Thinking Like An Engineer

2023-04-27

Previous: Miscellaneous Advice

Thinking Like An Engineer

Format Code Perfectly At All Times

Keep code formatting perfect at all times. Don't say to yourself "I'll come back and fix the formatting later." Write your code in the same way that a professional chef would practise 'clean as you go' in a busy commercial kitchen. This discipline helps instil both the attention to detail and sensitivity to structure that characterise a good engineering mind.

Be Explicit

When reviewing computer code or working with another engineer, the phrase I find myself using the most often is "Be Explicit", and variations thereof. Let me as the reader know exactly what I need to know to understand what is going on. Don't make me guess - crush ambiguity. Express Intent: tell the reader what the code is trying to achieve.

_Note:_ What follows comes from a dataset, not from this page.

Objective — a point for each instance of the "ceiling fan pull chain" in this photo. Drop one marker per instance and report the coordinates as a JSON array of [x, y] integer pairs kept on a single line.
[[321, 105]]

The corollary to this is to hide away stuff that isn't important - don't distract me with irrelevance. Take great care in deciding what is really important to understanding the algorithm, and bring it to the surface where the reader can see it. So this principle circles back to the Art Of Abstraction first encountered at the beginning of this book. The right abstractions (at the right level of abstraction) make your code make sense. Therefore, carefully cultivate the skills of abstraction.

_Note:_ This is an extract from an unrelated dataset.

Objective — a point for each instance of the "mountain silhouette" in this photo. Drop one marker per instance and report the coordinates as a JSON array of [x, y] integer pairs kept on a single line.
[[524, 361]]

Single Source Of Truth For Everything, Not Just Software

A foundational early chapter in this book was Single Source Of Truth, which introduced a concept of utmost importance for engineering successful code bases.

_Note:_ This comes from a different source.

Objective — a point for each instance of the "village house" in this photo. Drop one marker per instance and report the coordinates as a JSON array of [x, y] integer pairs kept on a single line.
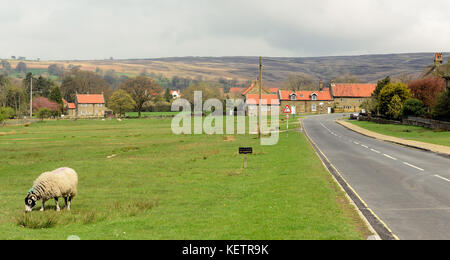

The philosophy of having a Single Source Of Truth applies far beyond just computer software. Documentation, in particular, should be written with the philosophy in mind: things should be defined in one place. More generally, all written materials should have a single source of truth. Management and organisation structure benefit from having clear roles and responsibilities, with explicit boundaries on authority. An engineer cannot serve two masters... (Your author once served five masters at the same time.)